Invulnerability corrupts.

Evil is, imho, the exercise of power without oversight. For a normal individual, that oversight is called conscience. However, many powerful forces in a society are controlled not by the consciences of individuals, but by oversight bodies charged with reining in those powers.

There are checks and balances within governments. Sometimes.

Between powerful coalitions, nations being an example, power versus oversight becomes a challenge for diplomacy. Carrot and stick, deal and threat, gift and sanction.

North Korea is a scary example of power challenging diplomacy.

So is the United States of America under President Donald J Trump. Large bomb in Afghanistan. Missiles in Syria. Trade threats. Walls. Discrimination.

Now for the dumb questions:

  • Is Trump invulnerable?
  • Does that slightly scare you?

Have a nice day.

Bankrupt.

Here you will find a fine article on Donald Trump’s brilliant new tax plan for the United States of America.

It will bankrupt the country. First, corporate taxes are going to be reduced from 35% to 15%. The trillions in deficits that mere economists predict won’t happen, according to Steven Mnuchin, because growth in reported income will cover it. I think a bit of simple math here is in order: 35% divided by 15% is seven over three. That’s more than double. So to make up for the tax break, American companies will have to report, and pay tax on,more than double their current net profit levels.

Sound likely?
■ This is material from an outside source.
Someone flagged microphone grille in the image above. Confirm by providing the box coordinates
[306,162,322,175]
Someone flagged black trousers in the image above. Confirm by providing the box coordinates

Guess not.

That this would save the Donald considerable (?? we don’t see his tax returns, eh??) tax money himself seems to trouble him not a whit.

In addition, this tax reform would do the following:

  • some sort of repatriation tax, giving big companies an incentive to bring back money they hold overseas
  • tax breaks for childcare expenses
  • doubling the amount of standard tax deduction
  • a cut in individual rates, although few details expected yet
  • more tax rate cuts for hedge funds, and other enterprises that pay taxes at individual rates
  • easing the tax form process

And in all of this there is no new tax revenue source:

Mr Trump’s blueprint is not expected to include any proposals for raising new revenue.

The much-discussed border tax that would put a tariff on imports – favoured by House Speaker Paul Ryan – will not be in the plan.

When Mr. Trump got in personal financial trouble in the past, he declared bankruptcy and went on living.

There is the odd voice of sanity in the wings, for example:

Democratic Senator Sherrod Brown called the 15% rate workable only “if you want to blow a hole in the federal budget and cut a whole lot of things like Meals on Wheels and Lake Erie restoration and then lie about the growth rate of the economy”.

Bankrupt. The US Federal Government is going to be bankrupt.

No dumb questions this time. Have a nice day.